日本書紀や古事記が伝える初期大和朝廷の宮の場所は下記のようなものである。

1 神武 畝火之白檮原之宮
2 綏靖 葛城高丘宮
3 安寧 片塩浮穴宮
4 懿徳 軽曲峡宮軽之境崗宮
5 孝昭 掖上池心宮
6 孝安 室秋津島宮
8 孝元 軽之境原宮

詳しくはこちら
http://www.lib.yamagata-u.ac.jp/elib/serials/hgca/004/4-00010012.pdf

何れも奈良盆地の南である。宮が現在の奈良市や桜井市などの奈良盆地東北部に移るのは、九代開化以降である。
初期大和朝廷の宮は奈良盆地南部なのである。
中でも、現在の御所市には二代綏靖の高丘宮、五代孝昭の掖上池心宮、六代孝安の室秋津島宮が存在したという伝承を持つ。御所市近辺は初期大和朝廷の源郷の地なのである。

秋津島宮が出土する

問題はこの日本書紀や古事記の伝承を、歴史的事実として信じるか否かである。
今日の研究者の大部分は、欠史八代の実在を信じない。したがって室秋津島宮や掖上池心宮の実在を信じるはずも無い。

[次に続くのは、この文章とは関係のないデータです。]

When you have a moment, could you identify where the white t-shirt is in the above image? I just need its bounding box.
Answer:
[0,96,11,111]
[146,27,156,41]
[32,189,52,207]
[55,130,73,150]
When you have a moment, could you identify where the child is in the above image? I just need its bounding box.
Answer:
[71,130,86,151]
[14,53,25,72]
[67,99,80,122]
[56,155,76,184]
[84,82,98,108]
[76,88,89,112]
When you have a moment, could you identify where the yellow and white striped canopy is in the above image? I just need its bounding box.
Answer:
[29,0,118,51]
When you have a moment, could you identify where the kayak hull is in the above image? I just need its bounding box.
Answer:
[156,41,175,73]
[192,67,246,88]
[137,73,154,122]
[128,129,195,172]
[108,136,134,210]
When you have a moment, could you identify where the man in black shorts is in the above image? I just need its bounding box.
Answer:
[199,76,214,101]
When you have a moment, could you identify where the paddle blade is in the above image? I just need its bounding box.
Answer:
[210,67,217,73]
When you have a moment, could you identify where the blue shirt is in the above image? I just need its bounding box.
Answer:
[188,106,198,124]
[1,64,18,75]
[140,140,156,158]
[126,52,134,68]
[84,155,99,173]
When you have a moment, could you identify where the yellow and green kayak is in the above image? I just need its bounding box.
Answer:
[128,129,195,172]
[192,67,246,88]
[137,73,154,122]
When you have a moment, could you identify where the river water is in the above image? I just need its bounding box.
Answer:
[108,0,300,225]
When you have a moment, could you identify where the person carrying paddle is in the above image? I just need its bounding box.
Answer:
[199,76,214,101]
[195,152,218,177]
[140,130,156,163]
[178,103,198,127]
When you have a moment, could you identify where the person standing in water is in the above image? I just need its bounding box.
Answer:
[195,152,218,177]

今その秋津島宮伝承地の近くから、方形区画と称される、特殊な建物遺構群が出土した。一地方豪族の建物遺構とするにはその規模が広大である。

aktu2308.jpg

しかもそこから、東海地方の土器を始め、瀬戸内海周辺や中国地方の土器が出土している。それはここが初期大和朝廷の王都で在ったことを示唆する。

そしてこの遺構の年代は、多孔銅鏃や、それと同時代と思われる東海系土器片などから、3世紀前半あるいは2世紀末までさかのぼる可能性がある。

takoudouzoku.jpg

063-1.jpg

もちろん現在出土している方形区画は、秋津島宮そのものではない。だが更に西南に調査が進めば、秋津島宮の本体が出土する可能性がある。

宮室、楼観、城柵が出土すると予想する

単に大和朝廷の歴代天皇の宮が出土したと言うだけなら私もこれほどむきに成ることはない。調査を行って、記録に残し、埋め戻す事もやむを得ない。
だが私は秋津島宮こそ卑弥呼の王宮と考えている。広範囲に発掘調査を続ければ、『魏志倭人伝』に記された、宮室、楼観、城柵が出土すると予想する。
出土した遺構が豪族居館跡というような、認識で埋め戻されることに異を唱えなければならないと考える。